И я пошел переодеваться.
Я забыл, по какой причине день, который напомнила мне высокая гостья, казался совершенно счастливым с самого начала. Может быть, настроение диктовала светлейшая погода, а может, репетиция удалась, приманив новую веселость; в те поры, помнится, я был еще совершенно беспечен.
Я только что вышел из театра, и город, приподнятый солнцем, мгновенно отобрал у меня остаточные заботы.
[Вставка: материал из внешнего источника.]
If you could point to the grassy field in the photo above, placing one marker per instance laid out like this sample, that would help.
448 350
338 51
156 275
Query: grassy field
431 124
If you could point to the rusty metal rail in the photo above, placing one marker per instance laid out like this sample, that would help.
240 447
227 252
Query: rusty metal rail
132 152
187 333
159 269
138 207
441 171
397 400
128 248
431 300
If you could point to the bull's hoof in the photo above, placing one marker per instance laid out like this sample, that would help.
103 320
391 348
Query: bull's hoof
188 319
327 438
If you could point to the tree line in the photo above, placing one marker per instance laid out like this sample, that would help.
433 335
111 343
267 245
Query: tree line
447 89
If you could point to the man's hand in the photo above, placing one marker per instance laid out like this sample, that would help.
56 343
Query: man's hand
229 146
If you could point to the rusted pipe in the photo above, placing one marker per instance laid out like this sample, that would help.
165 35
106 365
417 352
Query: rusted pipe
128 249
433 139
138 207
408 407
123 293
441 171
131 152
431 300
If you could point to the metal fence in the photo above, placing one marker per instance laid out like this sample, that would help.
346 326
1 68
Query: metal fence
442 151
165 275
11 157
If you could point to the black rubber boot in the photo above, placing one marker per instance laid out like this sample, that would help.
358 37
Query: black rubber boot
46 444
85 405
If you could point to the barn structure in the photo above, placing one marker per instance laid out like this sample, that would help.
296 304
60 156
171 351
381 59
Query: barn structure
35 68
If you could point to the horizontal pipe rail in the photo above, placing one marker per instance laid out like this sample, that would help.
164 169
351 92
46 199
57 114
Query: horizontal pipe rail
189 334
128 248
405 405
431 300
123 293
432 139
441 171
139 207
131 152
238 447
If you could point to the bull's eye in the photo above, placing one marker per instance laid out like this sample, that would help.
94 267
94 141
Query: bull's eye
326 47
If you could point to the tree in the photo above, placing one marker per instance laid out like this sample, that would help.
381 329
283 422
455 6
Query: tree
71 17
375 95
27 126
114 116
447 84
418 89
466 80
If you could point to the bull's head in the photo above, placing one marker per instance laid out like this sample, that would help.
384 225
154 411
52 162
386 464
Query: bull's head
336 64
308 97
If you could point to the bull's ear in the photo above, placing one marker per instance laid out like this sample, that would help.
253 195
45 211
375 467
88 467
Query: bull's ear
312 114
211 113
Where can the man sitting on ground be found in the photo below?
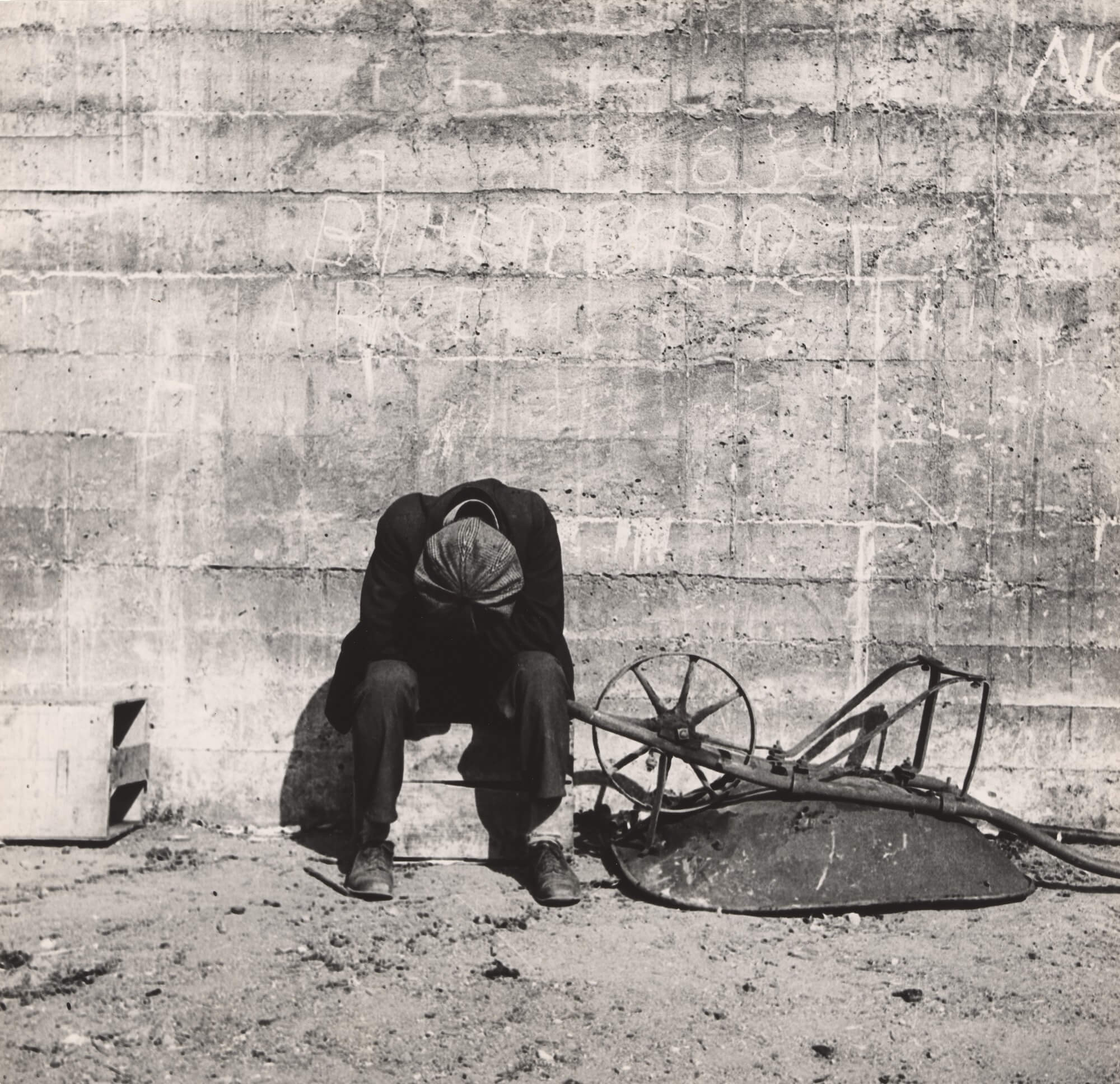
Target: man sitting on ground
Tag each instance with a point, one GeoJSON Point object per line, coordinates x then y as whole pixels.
{"type": "Point", "coordinates": [462, 615]}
Я снова сказал себе, какая это радость — каждый поворот и оббитый угол, и наша простецкая проходная, и залатанный асфальт на Фонтанке, и бликующая вода, и щелястое дерево перехода на левый берег, и оставленный без внимания, но имеющийся в виду переулок Лестока, и чистый рисунок гранитных башен Чернышева моста, и его тяжелые цепи, скованные для красоты, а не ради плена и тягот…
Я дошагал до «ватрушки» — так в просторечье зовется площадь Ломоносова за то, что кругла и украшена круглой травяной клумбой с постаментом и бюстом по центру и круговым зеленым газоном, по которому рассажены липы и прорезаны дорожки для пешеходов на все четыре стороны света, — и пошел наискось через дорогу, держа на бюст Михайлы Васильевича, чтобы, миновав Зодчего Росси, кратчайшим путем выйти на Невский…
И тут навстречу мне появилась стайка старшеклассниц-вагановок, уже танцовщиц, но еще девчонок, смешливых, легконогих, быстрых, выделенных из нашего тусклого племени своей новоявленной породой — выворотной, но еще не натруженной стопой, узкими бедрами, твердыми плечиками и горделивой шеей. Солнце светилось у них в глазах, и голоса сливались в птичий хор. Девчонки плыли мне навстречу, поражая родственным единством и совершенной избранностью каждого стебелька в летнем букете. Их разноцветные юбочки были совсем коротки, а ноги сильны и стройны, облитые завороженным солнцем.